In total, there are just over 8,400 family carers at the national level (a figure which has fallen by 10% in three years), and around 13,000 carers (-7.6% in three years), according to the 2022 figures communicated by the ‘IFREP (institute for training, research and evaluation of medico-social practices).

But nearly 64% of the people received fall within the field of disability, and not of old age. In the end, only around 4,750 seniors are therefore housed in a welcoming family home, a drop of water if we compare to the approximately 600,000 residents of the 7,400 nursing homes.

The profession of family caregiver – 85% female – is aging: nearly 80% of caregivers are over 50 years old. “We don’t do this at 20, but rather in the second part of our career”, deciphers Olivier Kornprobst, president of Famidac, the national association of family carers.

“Rather than a job, it’s a way of life, with a large human component, but a lot of constraints, because we are there all the time. If we want to be absent, we have to find a replacement, so it’s complicated , people are burning out,” he adds.

Not very widespread, this mode of reception is however not full: officially 17,461 places in France, of which a quarter are not occupied, mainly because the device remains largely unknown to families, underlines Mr. Kornprobst.

Another obstacle: people wishing to embark on this activity do not always have housing adapted to aging, according to Alexandre Nicolet, co-founder of “Mon Senior”, a company which wants to develop this concept by building adapted houses.

In June, his company will open in the Ain a first “hamlet” of three new houses: in each three seniors live on the ground floor, where they each have their own bathroom with walk-in shower, while their host lives with her family upstairs. A carer can thus be absent briefly – for example, to do the shopping – and count on the relay of the other two. Thirty other similar “hamlets” are due to open by the end of 2024 in Auvergne-Rhône-Alpes.

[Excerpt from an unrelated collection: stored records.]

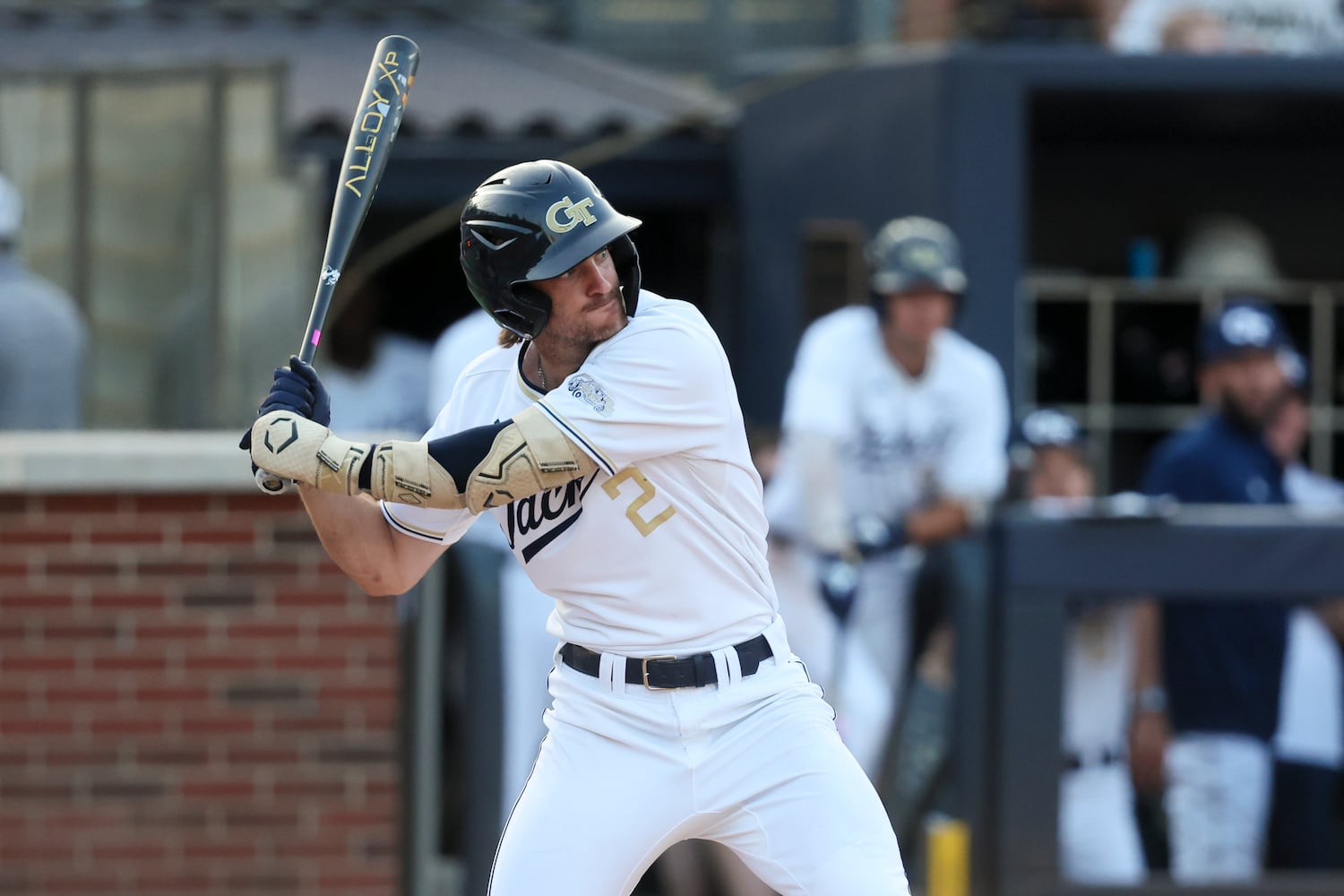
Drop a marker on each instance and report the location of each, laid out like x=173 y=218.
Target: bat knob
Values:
x=271 y=484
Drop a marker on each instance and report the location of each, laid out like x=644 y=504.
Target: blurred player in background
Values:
x=1218 y=664
x=1309 y=742
x=1098 y=831
x=43 y=338
x=892 y=437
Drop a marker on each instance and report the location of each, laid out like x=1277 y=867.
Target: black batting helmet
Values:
x=914 y=252
x=531 y=222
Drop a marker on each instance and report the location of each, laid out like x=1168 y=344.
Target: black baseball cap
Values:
x=1244 y=325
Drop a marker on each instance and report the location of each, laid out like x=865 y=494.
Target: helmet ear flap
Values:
x=532 y=298
x=626 y=261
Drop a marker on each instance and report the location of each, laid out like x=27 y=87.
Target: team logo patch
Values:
x=586 y=390
x=567 y=214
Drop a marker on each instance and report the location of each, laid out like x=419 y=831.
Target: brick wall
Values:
x=193 y=700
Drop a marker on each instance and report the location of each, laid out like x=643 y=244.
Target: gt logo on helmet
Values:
x=574 y=214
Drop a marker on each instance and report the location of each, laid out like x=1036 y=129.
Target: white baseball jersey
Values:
x=903 y=440
x=663 y=548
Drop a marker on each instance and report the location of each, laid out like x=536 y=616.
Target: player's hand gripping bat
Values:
x=376 y=120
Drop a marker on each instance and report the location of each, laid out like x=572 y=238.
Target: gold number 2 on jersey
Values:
x=647 y=492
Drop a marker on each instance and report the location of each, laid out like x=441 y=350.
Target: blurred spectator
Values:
x=1220 y=661
x=43 y=339
x=376 y=378
x=894 y=437
x=1309 y=742
x=1098 y=831
x=1287 y=27
x=1226 y=250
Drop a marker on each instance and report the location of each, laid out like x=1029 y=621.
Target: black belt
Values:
x=1073 y=761
x=669 y=672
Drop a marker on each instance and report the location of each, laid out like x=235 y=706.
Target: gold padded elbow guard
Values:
x=529 y=455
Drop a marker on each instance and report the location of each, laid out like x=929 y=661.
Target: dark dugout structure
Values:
x=1043 y=160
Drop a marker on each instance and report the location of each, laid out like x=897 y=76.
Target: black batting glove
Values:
x=838 y=579
x=295 y=389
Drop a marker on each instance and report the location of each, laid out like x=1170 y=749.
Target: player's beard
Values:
x=575 y=338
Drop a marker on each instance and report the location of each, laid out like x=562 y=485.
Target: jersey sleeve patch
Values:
x=588 y=390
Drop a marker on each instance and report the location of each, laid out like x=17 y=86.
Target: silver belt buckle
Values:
x=645 y=668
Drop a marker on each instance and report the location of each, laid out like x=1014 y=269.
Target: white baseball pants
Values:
x=1098 y=831
x=1218 y=791
x=753 y=763
x=876 y=645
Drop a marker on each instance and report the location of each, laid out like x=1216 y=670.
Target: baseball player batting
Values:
x=610 y=449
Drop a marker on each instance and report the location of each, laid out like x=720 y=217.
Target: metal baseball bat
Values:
x=376 y=120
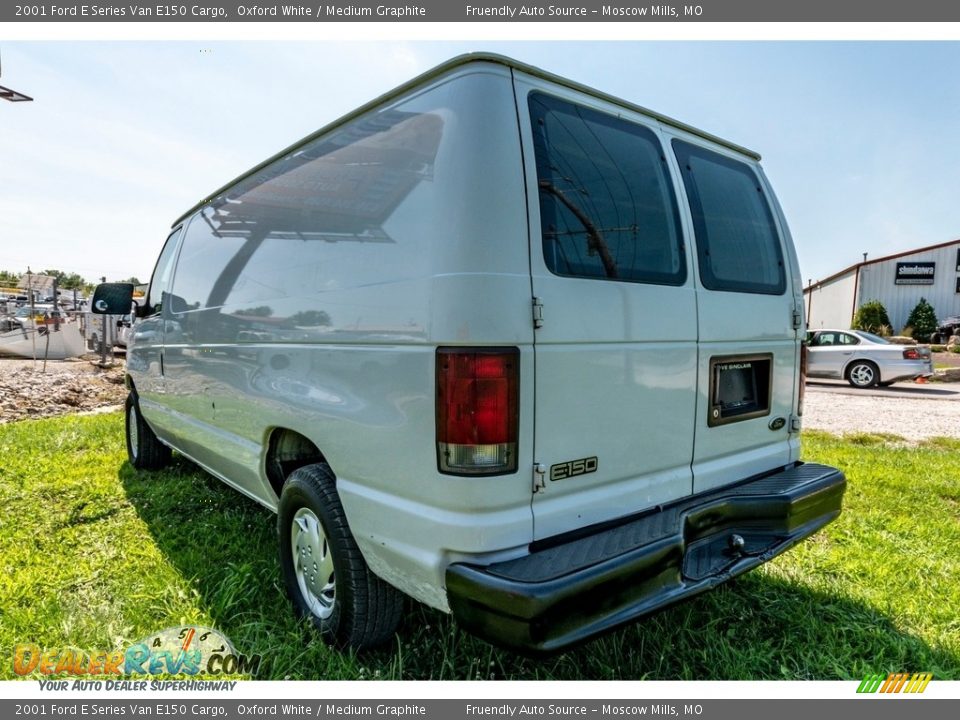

Despite the difficulties of recruitment in a sector which usually offers very low salaries, Mr. Nicolet says he has no trouble finding future hosts, who have the status of self-employed workers. With three people welcomed, they can indeed hope to earn 3,600 euros monthly net.

Audrey Jaquet, who welcomes only one full-time old lady, confides for her part to earn more than 2,000 euros net: “it looks like the status of autoentrepreneur”. If the only person welcomed leaves, “we are not entitled to unemployment”.